Buradaki önemli husus, II. Dünya savaşında Nazilerce yok edilmesi tasarlanan Yahudilerin ayrıntılı bir listesinin sunulduğu 1942 yılındaki Wannsee Konferansı - ki burada sadece Alman işgali altındaki ülkelerden değil aynı zamanda Türkiye’deki Yahudiler de listelenmektedir - benzeri bir karar Ermeniler için alınmamıştı ve böyle bir yok etme kararının alındığına dair elimizde bilgi yoktur.

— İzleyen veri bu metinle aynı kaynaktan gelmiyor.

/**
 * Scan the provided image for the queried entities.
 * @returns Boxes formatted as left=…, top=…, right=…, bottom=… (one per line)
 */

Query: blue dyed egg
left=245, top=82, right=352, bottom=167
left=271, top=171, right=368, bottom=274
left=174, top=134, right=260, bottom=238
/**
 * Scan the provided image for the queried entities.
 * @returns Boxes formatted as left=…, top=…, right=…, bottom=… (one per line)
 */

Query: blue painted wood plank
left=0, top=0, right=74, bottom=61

Ayrıca, Holokost’un icrasındaki temel fikir olan antisemitizm gibi bir Ermeni düşmanlığı o dönemki Osmanlı toplumunda mevcut değildi. Öyle ki İttihat ve Terakki Cemiyeti Daşnaklarla Abdülhamit’e karşı işbirliği içinde olmuş, Dışişleri Bakanı Gabriel Noradukyan gibi Ermeni bakanlar atanabilmişti. Sonuç olarak Nazi Almanyası ile İttihatçı Osmanlı Türkiye’si arasındaki fark çarpıcıdır. Nitekim gazetemizin genel yayın yönetmeni İvo Molinas “1915’e soykırım dersek Holokost’a ne diyeceğiz?” diye haklı olarak sormuştu.

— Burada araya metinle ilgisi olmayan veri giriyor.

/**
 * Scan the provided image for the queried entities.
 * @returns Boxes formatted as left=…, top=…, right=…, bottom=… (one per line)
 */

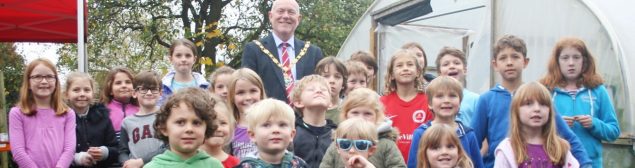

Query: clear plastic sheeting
left=336, top=0, right=634, bottom=157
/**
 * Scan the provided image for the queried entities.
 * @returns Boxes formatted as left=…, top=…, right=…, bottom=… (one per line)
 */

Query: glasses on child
left=336, top=138, right=373, bottom=151
left=135, top=87, right=160, bottom=94
left=29, top=75, right=56, bottom=82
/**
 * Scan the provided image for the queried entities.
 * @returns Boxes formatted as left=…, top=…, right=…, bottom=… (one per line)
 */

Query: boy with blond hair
left=290, top=75, right=337, bottom=168
left=236, top=98, right=308, bottom=168
left=407, top=76, right=483, bottom=168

Ermeni iddialarının temel kaynağı olan Ambassador Morgenthau’s Story (Büyükelçi Morgenthau’un Hikayesi) adlı kitap ise Amerika’nın 1913-1916 yılları arası İstanbul büyükelçiliğini yapmış Henry Morgenthau tarafından kaleme alınmış ve 1918 yılında basılmıştı. Bu kitap Ermeni soykırım söyleminin temel kaynaklarından biridir. Ancak bu kitaptaki Türk düşmanlığı o kadar ciddi boyutlardadır ki objektif bir çalışma olarak görülmesi mümkün değildir. Büyükelçiye göre Türkler ‘vahşi’, ‘kana susamış’, ‘medeniyetten uzak’ ve ‘ilkel’, Ermeniler ise entelektüel olarak Türklere üstündür. Ayrıca Morgenthau’a göre Türkler ancak Ermeni kanıyla kendi kanlarını karıştırırlarsa medeni insanlar haline dönüşebilirler.
Dolayısıyla kitabın temel teması Türk düşmanlığı üzerine bina edilmiştir. Bugün bile hala bu kitap o dönem hakkında okunması gereken temel kitap olarak sunulabiliyorsa Ermeni soykırım anlatısının ne kadar çürük temellere oturduğu kolayca anlaşılabilecektir. Dolayısıyla, batı tarih yazımının bir tarafın anlatı ve öğretisini mutlak tarihi hakikatler gibi sunan önyargılı bir duruşun eseri olduğunu burada ifade etmeliyiz. Ayrıca Amerikalı tarihçi Justin McCarthy’nın Turk in America (Amerika’da Türkler) adlı kitabında fevkalade bir şekilde anlattığı gibi Türkofobi, Avrupa’nın yanı sıra, 19. yüzyıl sonlarında Osmanlı İmparatorluğuna karşı Amerika’da da yerleşmiş bir fikir olup diplomat, misyoner ve seyyahların önyargılı kitap, makale ve raporlarına dayanmaktaydı.
Ayrıca I. Dünya Savaşı’nın savaşan taraflarından özellikle İngiltere’nin savaş propagandası olarak sunduğu abartılı iddialar bir karalama kampanyasını getirmiş ve Türk tarihi ile hesaplaşma sonucunu doğurmuştur. Osmanlı Türkiye’si topraklarını işgal eden güçlere karşı en azından Rumeli ve Anadolu’da savunma savaşı sürdürmüştür. Dolayısıyla soykırım iddiaları en hafif tabiriyle tarihi bağlamdan kopuk ve önyargılıdır.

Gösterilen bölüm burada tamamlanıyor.